-
Notifications
You must be signed in to change notification settings - Fork 87
Contributing
Hubble uses semantic versioning MAJOR.MINOR.PATCH numbers. We try (although loosely) to indicate major changes with MAJOR numbers. Major changes being those that make the program different enough that it's no-longer "backwards compatible." MINOR numbers indicate relatively large changes that add new functionalities (but don't significantly change the install requirements or config languages). And PATCH number changes are used for bugfixes and other problem-based increments.
The master branch represents the current version and it's PATCH number changes. The develop branch represents the next release (whether MAJOR or MINOR).
Where possible, please submit new PRs against the earliest applicable version branch. Pretend we're working on a 4.1.0 release in develop, the last release was 4.0.0 and we're working on a 4.0.1 release in master, and that we still support a 3.0.13 release in the 3.0 branch.
A bugfix that applies to 3.0.13 should be submitted as a PR against the 3.0 branch. We can then copy the fix forward to master and then to develop. A new patch that applies to 4.0.x to 3.0.x would be submitted against master and a bugfix that somehow doesn't apply to any released version or a new feature would be submitted against the develop branch.
Any new features should target develop as the base branch. There may be exceptions or good reasons why a new feature should target a release branch. If it seems obvious or necessary that a feature would need to affect a release branch, please describe the reasons in the PR description.
Where possible, please make sure the unit tests cover your new feature or bugfix and that the new tests pass. Please also make sure no other tests begin failing due to your new code. Please also make sure any files changed in your PR pass the linting (as described in our pylintrc in the repo).
Most likely we won't be able to merge a PR that doesn't lint well or pass the unit tests.
We have a jenkins process that runs linting and testing against all new PRs. When it's working (most of the time) it should attach comments to the end of the PR.
When your new feature or bugfix is complete and it's just about time to submit it; please be kind and rebase before you submit. If you've never rebased before, the simplest way to proceed is with a git pull --rebase upstream branchname
. The first goal is just to make sure your new changes are submitted against the most current state of things in the repo. During the rebase you may encounter conflicts that it's certainly better for the author to resolve than a maintainer. The second goal is to tell the right story.

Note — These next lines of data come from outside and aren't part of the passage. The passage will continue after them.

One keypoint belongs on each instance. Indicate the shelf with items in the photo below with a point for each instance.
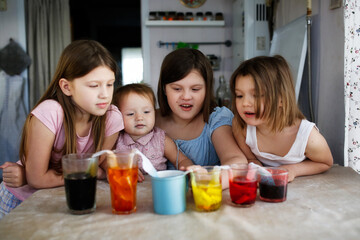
(178, 23)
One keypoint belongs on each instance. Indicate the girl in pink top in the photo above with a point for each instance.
(268, 125)
(74, 115)
(137, 104)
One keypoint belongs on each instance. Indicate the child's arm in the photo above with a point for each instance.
(109, 143)
(226, 146)
(39, 143)
(170, 153)
(319, 157)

A Pull Request isn't just a bucket where you toss commits chum and detritus. It should be a short list of changes with comments that tell the story of why the change exists and what's happening in the PR. Before your initial upload, be sure to at least consider issuinggit rebase -i upstream/branchname
. Get those 'typo' and 'oops' comments out of there and squash them down into logical commits with (at the very least) a subject line that makes sense.

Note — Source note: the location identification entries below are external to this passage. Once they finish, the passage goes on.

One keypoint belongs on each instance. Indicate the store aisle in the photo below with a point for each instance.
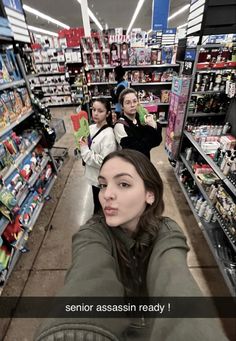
(41, 271)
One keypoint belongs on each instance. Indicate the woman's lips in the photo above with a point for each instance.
(109, 211)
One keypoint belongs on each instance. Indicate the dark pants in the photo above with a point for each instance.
(97, 206)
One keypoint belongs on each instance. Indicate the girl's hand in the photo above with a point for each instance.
(150, 121)
(83, 142)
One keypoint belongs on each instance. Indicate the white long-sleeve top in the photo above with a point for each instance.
(103, 144)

Lastly, please make sure your PR is free of any merge commits, revert commits or other history changes that could be hidden or removed with a rebase. These sorts of maintenance commits have no place in a PR -- there are exceptions, but they are exceedingly rare.
You may have read that it's important not to re-write history; this is definitely true for any shared branch. This is the main reason feature branches created for PRs live in your personal repo and never in the main repo. If someone other than yourself checks out a PR branch and you later rebase or alter the branch, then this third party checkout will not go very well -- they'll have to reset their branch to get it to fast-forward/merge correctly.
While we recommend git rebase -i upstream/branchname
; it's worth noting that you must never squash commits by someone else and never squash commits that are already in the history of the upstream branch. If everything has been developed in a typical fashion, this will not be an issue and really shouldn't come up. If you've historically used git merge
repeatedly and indiscriminately, your non-linear history may just present other people's commits (or commits from the upstream) in your edit history. Do not squash these, find some other way to resolve the history problem.
Presuming you've been careful to keep your feature branch history linear, you should be able to semi regularly issue git pull --rebase upstream branchname
to get your feature branch up to date. This will certainly require you to force push the feature branch git push -f myrepo branchname
which will automagically update your PR. Remember that force pushing has a bad reputation only for shared branches. For single user PR branches, it is absolutely necessary to present a clean PR.
When asked to update a PR to squash some commits, clean up history, or make any other changes (including bash branch changes!); do not close and resubmit your PR! This will only result in the developers having to close your new one and re-open your old one. All changes to a PR can be made without closing it.